Ballot (or “vote”) harvesting is a highly controversial practice in which political operatives collect absentee ballots from the private residences of voters and transfer them directly to a polling place or election office. Some ballot harvesting efforts have also used ballot drop boxes, which resemble public mailboxes, in which anyone can put in ballots.
Due to the high chance of these practices being used for voter fraud, many states have laws prohibiting such practices.
In March 2021, President Biden signed an executive order that Tenney claimed is being used by the U.S. Department of Housing and Urban Development (HUD) to authorize using federal dollars to set up voter registration drives in certain public housing developments, including the use of ballot drop boxes.
John R. Lott is an economist and founder of the Crime Prevention Research Center. In an exclusive interview with The Washington Stand, he expressed alarm at the prospect of increasing the use of ballot drop boxes. “We haven’t previously had ballot boxes that would be left out in public for people to go and put ballots in,” he said. “In fact, there’s really no country in the world that has had that previously.”
Lott went on to note how much of an outlier the Left’s position on election integrity is compared to other countries. “The whole debate last year in Texas where the Democrats walked out of the state legislature — what they were particularly upset about was the legislation that Republicans were putting forward to say that ballot drop boxes could only be out in public between 6 a.m. and 9 or 10 p.m. at night and that they had to be monitored at all times. I can’t find another country in the world that doesn’t have strict chain of custody regulations with regard to ballot boxes.”
“The concern is that you’re not going to have the people whose ballots it is who are going to be putting them in the ballot boxes, and that creates all sorts of issues,” he continued. “It creates issues about buying people’s votes, it creates issues about actually voting for other people, sometimes.”
Lott went on to describe how elections laws, particularly in blue states, have changed in recent years to allow for some ballot harvesting practices and the use of drop boxes, and that voter integrity issues in America stretch back to at least the 19th century.
“It’s been changing the last few years,” he said. “You’ve had California and a few other states which have changed laws that have been in effect for many, many, many years. The issue of vote buying has been something that Americans have dealt with for a long time.”
“People don’t realize the history in the United States,” Lott explained. “For example, most people think we’ve had secret ballots forever.

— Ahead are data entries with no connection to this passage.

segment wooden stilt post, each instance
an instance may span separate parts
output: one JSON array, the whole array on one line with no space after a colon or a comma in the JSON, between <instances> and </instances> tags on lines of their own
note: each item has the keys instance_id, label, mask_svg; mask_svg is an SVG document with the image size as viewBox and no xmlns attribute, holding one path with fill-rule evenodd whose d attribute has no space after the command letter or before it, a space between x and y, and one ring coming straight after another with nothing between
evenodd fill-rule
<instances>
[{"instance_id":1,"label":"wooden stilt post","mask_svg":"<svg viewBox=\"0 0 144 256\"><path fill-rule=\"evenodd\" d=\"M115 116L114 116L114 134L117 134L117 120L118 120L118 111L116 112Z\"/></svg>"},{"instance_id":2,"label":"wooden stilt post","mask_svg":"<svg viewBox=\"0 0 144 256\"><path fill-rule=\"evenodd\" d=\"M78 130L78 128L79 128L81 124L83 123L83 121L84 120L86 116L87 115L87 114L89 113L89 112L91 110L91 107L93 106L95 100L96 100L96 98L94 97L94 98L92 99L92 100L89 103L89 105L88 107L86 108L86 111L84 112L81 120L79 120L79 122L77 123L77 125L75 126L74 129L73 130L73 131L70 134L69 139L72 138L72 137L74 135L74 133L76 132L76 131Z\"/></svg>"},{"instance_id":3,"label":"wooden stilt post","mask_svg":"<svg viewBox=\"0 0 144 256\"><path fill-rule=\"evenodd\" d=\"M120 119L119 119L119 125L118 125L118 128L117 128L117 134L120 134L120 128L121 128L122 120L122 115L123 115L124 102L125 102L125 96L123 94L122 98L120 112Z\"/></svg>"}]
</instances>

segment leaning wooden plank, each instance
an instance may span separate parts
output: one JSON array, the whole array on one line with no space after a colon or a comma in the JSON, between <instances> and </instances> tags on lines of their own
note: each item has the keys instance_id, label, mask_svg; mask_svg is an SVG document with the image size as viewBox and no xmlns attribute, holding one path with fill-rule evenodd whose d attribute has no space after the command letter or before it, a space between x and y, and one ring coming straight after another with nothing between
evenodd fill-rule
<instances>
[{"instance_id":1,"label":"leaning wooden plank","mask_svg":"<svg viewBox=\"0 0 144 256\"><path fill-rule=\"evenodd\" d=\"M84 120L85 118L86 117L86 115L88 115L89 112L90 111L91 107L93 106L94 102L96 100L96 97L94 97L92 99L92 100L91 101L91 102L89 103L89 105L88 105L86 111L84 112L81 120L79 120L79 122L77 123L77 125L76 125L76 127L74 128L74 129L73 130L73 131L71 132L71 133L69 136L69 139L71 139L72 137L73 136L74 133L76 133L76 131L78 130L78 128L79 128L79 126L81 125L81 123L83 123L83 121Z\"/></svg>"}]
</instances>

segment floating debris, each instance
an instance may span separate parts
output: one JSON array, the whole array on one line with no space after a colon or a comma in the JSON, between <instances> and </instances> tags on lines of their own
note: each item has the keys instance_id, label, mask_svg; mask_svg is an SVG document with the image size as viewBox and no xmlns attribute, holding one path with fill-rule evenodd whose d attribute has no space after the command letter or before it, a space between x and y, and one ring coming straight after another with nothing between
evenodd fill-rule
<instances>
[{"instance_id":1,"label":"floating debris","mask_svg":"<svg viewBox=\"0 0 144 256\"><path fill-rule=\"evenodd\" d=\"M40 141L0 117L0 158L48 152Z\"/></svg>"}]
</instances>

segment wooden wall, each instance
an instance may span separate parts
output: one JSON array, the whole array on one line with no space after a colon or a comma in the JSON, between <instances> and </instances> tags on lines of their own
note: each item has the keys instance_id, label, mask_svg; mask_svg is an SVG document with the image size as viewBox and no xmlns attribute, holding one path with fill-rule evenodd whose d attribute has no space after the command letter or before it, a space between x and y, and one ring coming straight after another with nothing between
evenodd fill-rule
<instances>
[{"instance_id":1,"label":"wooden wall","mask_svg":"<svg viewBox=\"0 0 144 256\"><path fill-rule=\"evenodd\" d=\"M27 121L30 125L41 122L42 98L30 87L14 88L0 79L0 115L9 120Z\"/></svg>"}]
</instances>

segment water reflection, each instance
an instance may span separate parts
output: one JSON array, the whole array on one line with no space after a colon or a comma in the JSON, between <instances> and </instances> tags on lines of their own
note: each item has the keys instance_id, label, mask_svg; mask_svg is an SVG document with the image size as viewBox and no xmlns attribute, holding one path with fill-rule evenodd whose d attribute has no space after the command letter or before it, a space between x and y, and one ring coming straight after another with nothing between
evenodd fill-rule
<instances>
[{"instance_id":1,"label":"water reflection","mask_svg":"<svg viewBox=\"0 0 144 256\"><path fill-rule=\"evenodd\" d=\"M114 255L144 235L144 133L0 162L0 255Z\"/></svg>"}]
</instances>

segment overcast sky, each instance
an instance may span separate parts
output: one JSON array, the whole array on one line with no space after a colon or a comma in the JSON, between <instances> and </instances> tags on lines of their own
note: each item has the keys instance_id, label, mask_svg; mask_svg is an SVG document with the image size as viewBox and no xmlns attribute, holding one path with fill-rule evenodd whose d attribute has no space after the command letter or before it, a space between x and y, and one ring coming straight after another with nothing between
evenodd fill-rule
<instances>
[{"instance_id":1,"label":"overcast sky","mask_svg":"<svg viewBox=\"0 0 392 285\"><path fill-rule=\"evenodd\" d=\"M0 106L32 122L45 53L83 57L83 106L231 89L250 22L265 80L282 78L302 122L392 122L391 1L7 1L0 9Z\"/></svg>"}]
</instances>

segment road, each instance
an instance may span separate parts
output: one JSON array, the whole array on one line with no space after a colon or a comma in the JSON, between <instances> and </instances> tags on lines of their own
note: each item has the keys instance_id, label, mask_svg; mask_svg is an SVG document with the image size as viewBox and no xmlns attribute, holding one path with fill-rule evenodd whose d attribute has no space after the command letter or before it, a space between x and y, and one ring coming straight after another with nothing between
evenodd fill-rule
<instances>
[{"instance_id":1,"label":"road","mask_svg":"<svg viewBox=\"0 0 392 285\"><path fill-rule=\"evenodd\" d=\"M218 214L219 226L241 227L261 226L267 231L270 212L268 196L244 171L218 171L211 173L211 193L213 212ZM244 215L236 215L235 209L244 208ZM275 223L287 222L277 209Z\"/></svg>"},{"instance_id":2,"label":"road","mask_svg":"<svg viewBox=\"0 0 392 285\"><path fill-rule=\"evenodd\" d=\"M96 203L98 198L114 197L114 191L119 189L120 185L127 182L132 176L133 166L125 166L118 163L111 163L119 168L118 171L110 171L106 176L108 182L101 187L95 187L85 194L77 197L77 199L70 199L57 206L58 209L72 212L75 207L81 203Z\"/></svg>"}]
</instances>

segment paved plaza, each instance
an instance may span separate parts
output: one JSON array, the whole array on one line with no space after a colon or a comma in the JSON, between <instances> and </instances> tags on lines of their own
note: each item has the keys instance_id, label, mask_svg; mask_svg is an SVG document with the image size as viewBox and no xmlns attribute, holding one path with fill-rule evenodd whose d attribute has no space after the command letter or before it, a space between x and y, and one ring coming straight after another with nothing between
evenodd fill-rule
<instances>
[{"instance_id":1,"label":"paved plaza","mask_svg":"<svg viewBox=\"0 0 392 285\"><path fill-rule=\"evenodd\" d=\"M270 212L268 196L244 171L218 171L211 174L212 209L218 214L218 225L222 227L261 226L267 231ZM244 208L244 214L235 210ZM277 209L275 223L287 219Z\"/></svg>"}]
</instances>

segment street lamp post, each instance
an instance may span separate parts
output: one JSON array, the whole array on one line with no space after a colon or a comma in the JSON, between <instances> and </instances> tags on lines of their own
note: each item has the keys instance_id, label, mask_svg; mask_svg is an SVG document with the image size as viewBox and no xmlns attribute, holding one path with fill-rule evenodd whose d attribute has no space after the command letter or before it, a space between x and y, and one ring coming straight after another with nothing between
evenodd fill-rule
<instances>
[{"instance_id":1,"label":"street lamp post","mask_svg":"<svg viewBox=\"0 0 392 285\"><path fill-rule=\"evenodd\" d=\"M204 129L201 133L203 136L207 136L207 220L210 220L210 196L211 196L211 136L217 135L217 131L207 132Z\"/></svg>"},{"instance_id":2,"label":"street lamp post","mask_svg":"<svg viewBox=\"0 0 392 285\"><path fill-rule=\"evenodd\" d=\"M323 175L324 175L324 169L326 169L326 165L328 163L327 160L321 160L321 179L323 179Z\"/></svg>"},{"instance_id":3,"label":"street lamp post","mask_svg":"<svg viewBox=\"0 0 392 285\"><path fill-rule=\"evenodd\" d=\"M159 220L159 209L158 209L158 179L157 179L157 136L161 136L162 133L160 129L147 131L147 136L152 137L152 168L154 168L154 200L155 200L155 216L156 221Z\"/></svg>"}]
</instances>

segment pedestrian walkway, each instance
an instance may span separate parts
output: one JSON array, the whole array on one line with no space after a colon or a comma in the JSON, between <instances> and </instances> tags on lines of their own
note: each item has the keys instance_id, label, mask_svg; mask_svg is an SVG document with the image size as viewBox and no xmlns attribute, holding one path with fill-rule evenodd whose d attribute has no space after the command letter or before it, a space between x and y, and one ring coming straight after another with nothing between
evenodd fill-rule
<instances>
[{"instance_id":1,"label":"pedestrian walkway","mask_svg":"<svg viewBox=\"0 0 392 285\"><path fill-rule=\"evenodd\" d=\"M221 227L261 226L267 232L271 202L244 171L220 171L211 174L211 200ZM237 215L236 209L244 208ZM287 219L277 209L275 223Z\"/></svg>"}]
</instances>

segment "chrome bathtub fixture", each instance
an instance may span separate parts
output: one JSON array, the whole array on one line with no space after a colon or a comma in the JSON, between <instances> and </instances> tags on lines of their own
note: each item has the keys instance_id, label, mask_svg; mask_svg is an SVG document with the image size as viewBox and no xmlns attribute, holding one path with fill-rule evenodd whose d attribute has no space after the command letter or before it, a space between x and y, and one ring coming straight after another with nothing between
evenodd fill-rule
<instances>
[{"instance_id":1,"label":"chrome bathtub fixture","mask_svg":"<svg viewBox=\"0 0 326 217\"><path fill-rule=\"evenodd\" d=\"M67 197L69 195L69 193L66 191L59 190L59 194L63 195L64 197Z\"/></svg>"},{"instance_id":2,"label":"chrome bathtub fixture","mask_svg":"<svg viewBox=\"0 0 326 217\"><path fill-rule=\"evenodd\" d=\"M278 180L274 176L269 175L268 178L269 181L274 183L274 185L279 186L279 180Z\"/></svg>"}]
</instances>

In fact, the first state to have secret ballots was Kentucky in 1892, and the last state to move to secret ballots was South Carolina in 1950. One of the main reasons why they moved to secret ballots was because you used to have a ballot box that you would have at the front of a room, and people would drop in colored pieces of paper based on what parties they were voting for. And you’d have representatives for the parties standing on either side of the ballot box and they would pay people based on what color paper [the voters] would put in so they could monitor them. One of the reasons why we went to secret ballots was to stop people being paid for voting.”
Lott pointed to recent research that confirms the importance of using supervised polling places to conduct fair elections. “In fact, academic research that I’ve done shows that when states move to secret ballots, there was about a 10-12% drop in voter turnout because some people, when they weren’t getting paid to vote any longer, didn’t bother to vote. It’s also the reason why we used to have much stricter rules for absentee ballots.”
All of this leads to perhaps the most important election integrity question in recent memory: is there proof that illegal ballot harvesting and drop box use occurred in the 2020 election?
“I have peer-reviewed an academic study that’s forthcoming in a journal that there’s evidence from many sources that there were a lot of excess votes that occurred in different states,” he said. The forthcoming study found evidence that between 146,000 and 334,000 potentially fraudulent votes may have been cast for Biden in the 2020 presidential election in Arizona, Georgia, Michigan, Nevada, Pennsylvania, and Wisconsin.
[EDITOR'S NOTE: This article has been updated to reflect that the Biden executive order was issued in March 2021, not 2022. Also, the article was updated to clarify that it is Rep. Tenney who claimed that HUD is involved.]